China has also quietly invested in its electricity infrastructure, adding more electricity demand than the entire consumption of Germany every year, David Fishman, a China energy analyst with the Lantau Group, previously said in an interview with Fortune. The country’s reserve margin has never dipped below 80%, Fishman said, essentially giving it twice the necessary capacity to grow AI compute.
China’s compute capacity is a far cry from the U.S.’s own ability to sustain and grow AI infrastructure. The American power grid system is crumbling as a result of decades of underinvestment, making it vulnerable to extreme weather and natural disasters, and ultimately creating a bottleneck Goldman Sachs suggests would stymie AI growth in the U.S.
“We’ve actually reduced our exposure to U.S. tech,” Mohit Kumar, Jefferies’ global macro strategist, told Fortune at the bank’s Asia Forum in Hong Kong last month. “We believe that China is the big winner in this tech war for a number of reasons: valuation, wider adoption of AI, an advantage in power generation.”

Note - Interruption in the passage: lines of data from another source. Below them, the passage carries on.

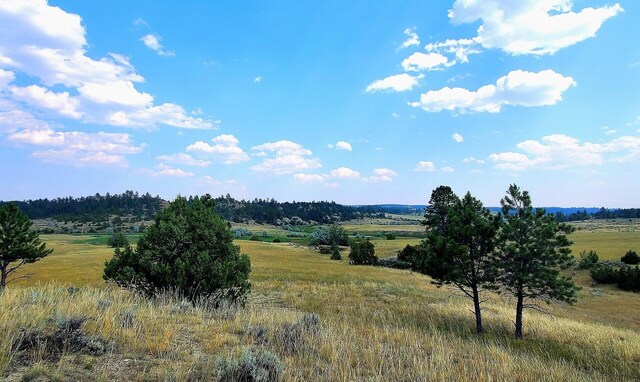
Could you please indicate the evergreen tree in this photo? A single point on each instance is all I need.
(19, 244)
(188, 249)
(534, 251)
(459, 247)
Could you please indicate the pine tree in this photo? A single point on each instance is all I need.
(535, 250)
(19, 245)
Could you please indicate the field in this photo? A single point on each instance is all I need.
(376, 324)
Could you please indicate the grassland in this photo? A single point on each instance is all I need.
(377, 324)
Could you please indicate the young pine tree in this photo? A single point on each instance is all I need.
(534, 252)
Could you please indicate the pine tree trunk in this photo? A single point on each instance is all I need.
(3, 276)
(519, 307)
(476, 306)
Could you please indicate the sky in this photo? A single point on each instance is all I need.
(360, 102)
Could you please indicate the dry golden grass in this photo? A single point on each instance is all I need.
(376, 325)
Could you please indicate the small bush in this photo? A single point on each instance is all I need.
(587, 259)
(362, 253)
(629, 278)
(118, 240)
(631, 258)
(604, 274)
(253, 366)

American private investment in AI still far exceeds China, reaching $285.9 billion in 2025, more than 23 times greater than China’s $12.4 billion. The U.S. funded 1,953 new AI companies last year, more than 10 times any other country, the Stanford report noted.
America’s slowing AI brain gain
AI’s momentum swing in China’s favor may be contributing to a slowdown in tech talent entering the U.S. The Stanford report found the number of AI scholars moving to the U.S. dropped 89% since 2017, and that decline is happening precipitously, accelerating 80% in the last year alone. At this juncture, more researchers are still entering the U.S. than leaving it.
“The U.S. is home to the most AI researchers and developers of any country by far,” the report summary said. “But the flow of these experts into the country is dramatically slowing.”
Economists have warned a continued loss of expertise would further erode the edge the U.S. has over China in its talent pool. An April 2025 Hoover Institute report conducted in partnership with Stanford HAI found China has built a massive cohort of homegrown talent, with nearly all researchers behind DeepSeek’s five foundations papers educated or trained in China. Though about a quarter of DeekSeek researchers were educated in U.S. institutions, most returned to China, creating a “one-way knowledge transfer” in China’s favor, according to the report.
“These talent patterns represent a fundamental challenge to U.S. technological leadership that export controls and computing investments alone cannot address,” the authors wrote.